TAMPA, FL - NOVEMBER 5: Wide Receivers coach Curtis Johnson of the New Orleans Saints looks on during the game against the Tampa Bay Buccaneers on November 5, 2006 at Raymond James Stadium in Tampa, Florida. The Saints defeated the Bucs 31-14. (Photo by Doug Benc/Getty Images)
Doug Benc/Getty Images

The New Orleans Saints are known for Drew Brees and their high-powered offense. People know of Sean Payton as the gusty play caller and head coach of the Saints. They recognize Gregg Williams and his high-octane aggressive defense. The media knows about Jimmy Graham, Marques Colston, Darren Sproles, Mark Ingram, Lance Moore and all of the weapons in the Saints' offense.

However, what most people don't know about is wide receivers coach Curtis Johnson.

Johnson started his coaching career in 1987 as the receivers coach for his alma mater, the University of Idaho. He slowly worked his wake up the ranks as a wide receivers coach until he was hired to join Payton's staff in 2006. Before joining the Saints, Johnson coached receivers at Miami University. There he coached up guys like Andre Johnson, Reggie Wayne, Santana Moss and Roscoe Parrish.

While with the Saints, Johnson has worked with many different receivers, most notably Marques Colston, Devery Henderson, Lance Moore and Robert Meachem.
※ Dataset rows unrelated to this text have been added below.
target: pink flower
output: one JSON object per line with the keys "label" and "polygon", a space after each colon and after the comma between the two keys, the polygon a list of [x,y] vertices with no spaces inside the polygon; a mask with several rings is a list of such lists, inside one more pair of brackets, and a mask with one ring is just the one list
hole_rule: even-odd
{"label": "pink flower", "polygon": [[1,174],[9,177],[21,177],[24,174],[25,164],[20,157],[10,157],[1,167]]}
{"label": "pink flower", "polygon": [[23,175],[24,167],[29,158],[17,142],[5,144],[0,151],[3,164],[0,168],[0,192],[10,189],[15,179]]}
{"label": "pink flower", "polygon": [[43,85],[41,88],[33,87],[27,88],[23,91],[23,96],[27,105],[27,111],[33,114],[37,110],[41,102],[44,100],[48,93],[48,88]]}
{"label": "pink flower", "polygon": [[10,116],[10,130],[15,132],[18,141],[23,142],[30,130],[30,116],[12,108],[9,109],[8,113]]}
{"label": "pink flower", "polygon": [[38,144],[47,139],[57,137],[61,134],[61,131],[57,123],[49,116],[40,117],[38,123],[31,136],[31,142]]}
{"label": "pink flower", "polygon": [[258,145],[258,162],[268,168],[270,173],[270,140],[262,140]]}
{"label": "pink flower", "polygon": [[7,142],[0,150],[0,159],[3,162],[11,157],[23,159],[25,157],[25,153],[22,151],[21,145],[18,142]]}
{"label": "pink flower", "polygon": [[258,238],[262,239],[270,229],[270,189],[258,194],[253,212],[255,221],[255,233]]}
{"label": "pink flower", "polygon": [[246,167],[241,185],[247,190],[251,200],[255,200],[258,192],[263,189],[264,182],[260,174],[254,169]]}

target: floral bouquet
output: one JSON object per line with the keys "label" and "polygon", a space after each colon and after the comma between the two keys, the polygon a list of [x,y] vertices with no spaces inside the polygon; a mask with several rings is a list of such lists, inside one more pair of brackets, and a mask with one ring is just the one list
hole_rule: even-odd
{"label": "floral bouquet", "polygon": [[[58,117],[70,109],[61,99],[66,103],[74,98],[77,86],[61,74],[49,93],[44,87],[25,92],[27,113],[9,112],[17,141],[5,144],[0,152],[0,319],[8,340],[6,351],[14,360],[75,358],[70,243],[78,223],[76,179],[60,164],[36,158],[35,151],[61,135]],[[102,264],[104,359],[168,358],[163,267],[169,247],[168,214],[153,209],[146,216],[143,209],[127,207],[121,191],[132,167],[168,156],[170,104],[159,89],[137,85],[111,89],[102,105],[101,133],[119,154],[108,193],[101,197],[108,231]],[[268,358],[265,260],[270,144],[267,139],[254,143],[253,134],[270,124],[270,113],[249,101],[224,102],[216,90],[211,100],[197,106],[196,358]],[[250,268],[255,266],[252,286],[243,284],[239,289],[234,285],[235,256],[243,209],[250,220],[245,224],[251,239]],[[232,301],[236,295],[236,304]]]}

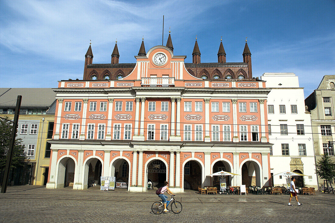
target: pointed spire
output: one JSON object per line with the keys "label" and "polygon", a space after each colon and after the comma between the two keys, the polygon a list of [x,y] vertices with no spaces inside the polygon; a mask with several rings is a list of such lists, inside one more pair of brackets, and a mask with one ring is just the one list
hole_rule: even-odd
{"label": "pointed spire", "polygon": [[118,49],[117,42],[117,40],[115,41],[115,46],[114,47],[114,50],[113,50],[113,52],[112,53],[111,56],[112,56],[113,55],[116,55],[119,56],[120,56],[120,54],[119,54],[119,50]]}
{"label": "pointed spire", "polygon": [[138,56],[146,56],[146,53],[145,52],[145,48],[144,48],[144,38],[142,38],[142,44],[141,44],[141,47],[140,47],[140,51],[138,51]]}

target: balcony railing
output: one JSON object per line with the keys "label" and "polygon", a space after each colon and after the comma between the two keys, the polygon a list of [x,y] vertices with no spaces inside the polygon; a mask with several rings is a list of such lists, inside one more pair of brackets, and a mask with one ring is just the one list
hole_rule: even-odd
{"label": "balcony railing", "polygon": [[141,84],[144,86],[174,86],[174,77],[142,78]]}

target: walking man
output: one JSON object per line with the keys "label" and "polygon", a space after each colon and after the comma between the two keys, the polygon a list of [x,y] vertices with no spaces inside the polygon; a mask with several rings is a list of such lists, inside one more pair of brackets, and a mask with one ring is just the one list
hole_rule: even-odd
{"label": "walking man", "polygon": [[295,198],[295,200],[296,201],[296,202],[298,202],[298,205],[300,206],[300,205],[302,205],[302,204],[300,204],[299,203],[299,201],[298,201],[298,196],[297,195],[297,193],[298,192],[298,191],[295,189],[295,185],[294,184],[294,182],[295,182],[295,178],[294,178],[294,177],[292,177],[292,178],[291,178],[291,187],[290,188],[290,200],[288,201],[288,206],[293,206],[293,205],[291,204],[291,200],[292,200],[292,198],[294,197]]}

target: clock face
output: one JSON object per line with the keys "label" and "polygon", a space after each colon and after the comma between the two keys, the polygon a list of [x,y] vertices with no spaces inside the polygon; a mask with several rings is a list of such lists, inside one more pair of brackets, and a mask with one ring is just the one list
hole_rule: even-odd
{"label": "clock face", "polygon": [[162,53],[157,53],[153,57],[153,62],[157,65],[162,65],[166,60],[166,56]]}

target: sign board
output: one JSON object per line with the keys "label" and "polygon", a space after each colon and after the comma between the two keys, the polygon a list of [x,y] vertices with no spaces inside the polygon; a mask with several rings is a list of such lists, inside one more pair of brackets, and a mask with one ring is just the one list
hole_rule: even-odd
{"label": "sign board", "polygon": [[220,189],[222,190],[223,189],[225,189],[227,187],[226,184],[226,183],[225,178],[220,178]]}

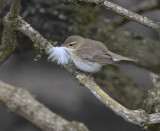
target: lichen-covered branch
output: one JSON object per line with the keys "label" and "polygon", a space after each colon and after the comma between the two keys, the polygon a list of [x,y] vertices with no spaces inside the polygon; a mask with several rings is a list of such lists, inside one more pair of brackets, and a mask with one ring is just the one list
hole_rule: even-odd
{"label": "lichen-covered branch", "polygon": [[0,102],[44,131],[88,131],[80,122],[68,122],[39,103],[28,91],[0,81]]}
{"label": "lichen-covered branch", "polygon": [[127,19],[133,20],[144,26],[152,28],[156,30],[157,32],[160,31],[160,24],[158,22],[155,22],[147,17],[141,16],[133,11],[127,10],[108,0],[60,0],[60,1],[64,2],[65,4],[75,4],[75,5],[76,4],[89,4],[89,5],[95,5],[95,6],[103,6],[106,9],[118,15],[121,15]]}
{"label": "lichen-covered branch", "polygon": [[[35,31],[28,23],[23,21],[20,17],[15,19],[14,21],[10,21],[15,30],[22,32],[26,36],[28,36],[34,43],[36,48],[43,49],[47,54],[48,50],[52,45],[44,39],[37,31]],[[83,84],[86,88],[88,88],[102,103],[104,103],[108,108],[114,111],[117,115],[124,118],[126,121],[137,124],[139,126],[148,125],[151,122],[154,123],[160,122],[159,117],[154,120],[152,116],[155,114],[147,114],[144,110],[129,110],[124,106],[120,105],[118,102],[113,100],[110,96],[108,96],[93,80],[84,81],[87,79],[87,76],[79,71],[74,71],[74,67],[72,65],[64,66],[69,73],[71,73],[74,78]],[[159,114],[158,114],[159,115]]]}
{"label": "lichen-covered branch", "polygon": [[21,0],[12,0],[9,17],[11,19],[18,17]]}
{"label": "lichen-covered branch", "polygon": [[4,30],[2,35],[2,42],[0,45],[0,65],[5,62],[13,53],[17,43],[16,32],[7,21],[8,19],[14,19],[18,17],[20,1],[21,0],[13,0],[8,15],[3,18]]}
{"label": "lichen-covered branch", "polygon": [[2,35],[2,42],[0,45],[0,65],[5,62],[13,53],[17,43],[16,32],[8,21],[8,15],[3,18],[4,30]]}
{"label": "lichen-covered branch", "polygon": [[[145,11],[150,11],[159,8],[159,6],[160,6],[159,0],[147,0],[147,1],[142,1],[140,4],[134,7],[131,7],[130,10],[136,13],[142,13]],[[121,26],[125,24],[127,21],[128,20],[125,19],[124,17],[116,17],[112,22],[114,22],[116,26]]]}
{"label": "lichen-covered branch", "polygon": [[133,21],[138,22],[144,26],[155,29],[158,32],[160,30],[160,25],[158,22],[155,22],[153,20],[148,19],[147,17],[141,16],[139,14],[132,12],[132,11],[129,11],[129,10],[127,10],[119,5],[116,5],[108,0],[106,0],[103,3],[103,6],[118,15],[126,17],[127,19],[133,20]]}

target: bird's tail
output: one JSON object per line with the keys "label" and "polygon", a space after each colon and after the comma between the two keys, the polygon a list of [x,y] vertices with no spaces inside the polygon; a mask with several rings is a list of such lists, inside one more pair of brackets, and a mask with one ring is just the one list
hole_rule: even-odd
{"label": "bird's tail", "polygon": [[118,61],[133,61],[133,62],[137,62],[137,59],[136,58],[129,58],[129,57],[125,57],[125,56],[121,56],[121,55],[117,55],[113,52],[109,52],[109,54],[111,55],[112,59],[115,61],[115,62],[118,62]]}

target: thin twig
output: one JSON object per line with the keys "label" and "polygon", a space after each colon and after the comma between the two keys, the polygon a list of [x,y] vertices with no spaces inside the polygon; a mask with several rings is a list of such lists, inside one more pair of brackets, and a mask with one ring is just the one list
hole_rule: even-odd
{"label": "thin twig", "polygon": [[[131,7],[130,10],[132,10],[133,12],[136,12],[136,13],[142,13],[145,11],[150,11],[150,10],[159,8],[159,6],[160,6],[160,2],[158,0],[147,0],[147,1],[143,1],[142,3],[140,3],[134,7]],[[125,19],[124,17],[116,17],[115,19],[113,19],[112,22],[116,26],[121,26],[121,25],[125,24],[127,21],[128,20]]]}
{"label": "thin twig", "polygon": [[10,11],[9,11],[9,17],[11,19],[18,17],[20,3],[21,3],[21,0],[13,0],[12,1],[12,5],[11,5]]}
{"label": "thin twig", "polygon": [[45,131],[88,131],[80,122],[68,122],[39,103],[28,91],[0,81],[0,102]]}
{"label": "thin twig", "polygon": [[65,4],[88,4],[88,5],[96,5],[96,6],[103,6],[106,9],[123,16],[129,20],[133,20],[141,25],[147,26],[156,30],[157,32],[160,31],[160,24],[155,22],[147,17],[141,16],[133,11],[127,10],[115,3],[112,3],[108,0],[60,0]]}
{"label": "thin twig", "polygon": [[137,23],[140,23],[144,26],[147,26],[147,27],[150,27],[156,31],[160,31],[160,25],[158,22],[155,22],[153,20],[150,20],[148,19],[147,17],[144,17],[144,16],[141,16],[139,14],[136,14],[132,11],[129,11],[119,5],[116,5],[108,0],[106,0],[104,3],[103,3],[103,6],[110,10],[110,11],[113,11],[114,13],[116,14],[119,14],[127,19],[130,19],[130,20],[133,20],[133,21],[136,21]]}
{"label": "thin twig", "polygon": [[17,43],[16,32],[6,21],[7,19],[14,19],[18,17],[20,2],[21,0],[13,0],[8,15],[3,18],[4,30],[2,35],[2,42],[0,45],[0,65],[10,57]]}

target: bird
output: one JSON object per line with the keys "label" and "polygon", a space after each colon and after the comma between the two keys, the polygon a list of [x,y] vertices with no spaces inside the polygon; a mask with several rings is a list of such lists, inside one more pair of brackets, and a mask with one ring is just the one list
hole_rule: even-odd
{"label": "bird", "polygon": [[117,64],[121,60],[135,62],[137,59],[115,54],[99,41],[78,35],[69,36],[61,47],[52,47],[48,59],[58,64],[72,61],[76,68],[87,73],[96,73],[102,66]]}
{"label": "bird", "polygon": [[68,48],[67,53],[71,61],[83,72],[96,73],[102,66],[117,64],[121,60],[137,61],[135,58],[111,52],[102,42],[77,35],[68,37],[63,46]]}

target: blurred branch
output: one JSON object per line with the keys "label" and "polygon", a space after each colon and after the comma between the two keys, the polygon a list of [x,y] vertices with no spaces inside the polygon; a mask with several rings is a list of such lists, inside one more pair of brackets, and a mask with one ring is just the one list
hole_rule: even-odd
{"label": "blurred branch", "polygon": [[[147,1],[141,2],[140,4],[138,4],[134,7],[131,7],[130,10],[132,10],[133,12],[136,12],[136,13],[142,13],[142,12],[150,11],[150,10],[153,10],[153,9],[156,9],[159,7],[160,7],[159,0],[147,0]],[[121,25],[125,24],[127,21],[128,20],[125,19],[124,17],[116,17],[115,19],[113,19],[112,22],[116,26],[121,26]]]}
{"label": "blurred branch", "polygon": [[122,105],[130,109],[142,107],[142,101],[147,94],[147,90],[136,85],[118,67],[107,65],[103,67],[101,72],[96,73],[94,78],[102,89]]}
{"label": "blurred branch", "polygon": [[11,19],[18,17],[20,2],[21,2],[21,0],[12,0],[11,8],[9,11],[9,17]]}
{"label": "blurred branch", "polygon": [[0,1],[0,8],[3,8],[4,4],[7,3],[8,0],[1,0]]}
{"label": "blurred branch", "polygon": [[28,91],[0,81],[0,102],[45,131],[88,131],[80,122],[68,122],[39,103]]}
{"label": "blurred branch", "polygon": [[7,22],[7,19],[16,18],[19,13],[19,8],[20,0],[13,0],[10,11],[8,13],[9,15],[6,15],[3,18],[4,30],[2,35],[2,42],[0,45],[0,65],[9,58],[17,43],[16,32],[13,30],[10,23]]}
{"label": "blurred branch", "polygon": [[[48,50],[52,45],[28,23],[23,21],[20,17],[8,22],[12,23],[15,30],[28,36],[36,44],[36,48],[44,49],[46,54],[48,54]],[[84,79],[87,79],[87,76],[79,71],[74,72],[74,67],[72,65],[69,64],[64,67],[79,83],[88,88],[97,97],[97,99],[126,121],[139,126],[160,123],[160,114],[147,114],[144,110],[129,110],[108,96],[93,80],[90,79],[84,83]]]}
{"label": "blurred branch", "polygon": [[160,73],[159,41],[142,37],[113,23],[100,25],[94,39],[103,42],[109,50],[120,55],[138,59],[136,65]]}
{"label": "blurred branch", "polygon": [[10,57],[17,43],[16,32],[7,21],[8,15],[3,18],[4,30],[0,45],[0,65]]}
{"label": "blurred branch", "polygon": [[123,16],[129,20],[133,20],[141,25],[147,26],[149,28],[152,28],[156,30],[157,32],[160,31],[160,24],[158,22],[155,22],[147,17],[141,16],[139,14],[136,14],[135,12],[132,12],[130,10],[127,10],[115,3],[112,3],[108,0],[60,0],[61,2],[64,2],[65,4],[89,4],[89,5],[97,5],[97,6],[103,6],[106,9]]}

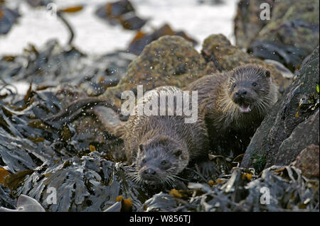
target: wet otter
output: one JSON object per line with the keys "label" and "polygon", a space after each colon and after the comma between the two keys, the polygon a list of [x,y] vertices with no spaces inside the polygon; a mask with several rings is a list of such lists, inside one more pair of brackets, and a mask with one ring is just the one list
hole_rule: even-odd
{"label": "wet otter", "polygon": [[[161,86],[146,93],[143,105],[161,91],[182,92],[174,86]],[[174,106],[176,103],[174,96]],[[159,102],[160,103],[160,102]],[[136,107],[134,111],[137,112]],[[131,115],[122,127],[128,163],[135,163],[134,181],[152,186],[173,184],[177,174],[191,162],[207,157],[208,138],[204,121],[198,117],[186,123],[186,115],[178,115],[176,108],[166,106],[166,115]],[[168,113],[173,113],[170,115]]]}
{"label": "wet otter", "polygon": [[[154,96],[158,106],[161,105],[161,94],[166,95],[165,115],[161,113],[161,107],[156,115],[137,113],[139,106],[145,108]],[[177,96],[183,99],[183,103],[178,101]],[[193,98],[187,96],[186,106],[188,103],[189,110],[198,111]],[[108,101],[95,98],[78,100],[46,120],[70,123],[83,113],[87,114],[89,109],[109,133],[124,140],[127,164],[134,164],[136,167],[136,171],[129,174],[133,181],[157,187],[172,185],[188,164],[208,159],[209,140],[204,120],[196,112],[197,118],[193,123],[186,123],[186,119],[190,118],[186,114],[184,106],[183,112],[178,113],[178,106],[182,108],[179,104],[185,104],[185,96],[178,88],[160,86],[148,91],[141,98],[142,105],[134,108],[125,122],[120,120],[119,109],[114,110]],[[173,106],[169,104],[169,99],[173,100]]]}
{"label": "wet otter", "polygon": [[278,96],[270,71],[256,64],[205,76],[186,89],[198,91],[198,111],[208,128],[210,147],[224,154],[245,151]]}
The only one of these receivers that was a Saint when Johnson arrived was Henderson.

For the early part of Henderson's career, he was known for dropping the football. Johnson has been able to turn the LSU second-round pick into a reliable receiver and great deep threat. Drops have not been nearly as much of a problem for Henderson the last few years, and he is still one of the best deep threats in all of football.

Johnson coached up a seventh-round pick out of Hofstra in Colston. Coaches told Colston that he may have to play tight end in the NFL because of his size, but Johnson was able to take this big kid from Hofstra and turn him into a very good No. 1 receiver for the Saints.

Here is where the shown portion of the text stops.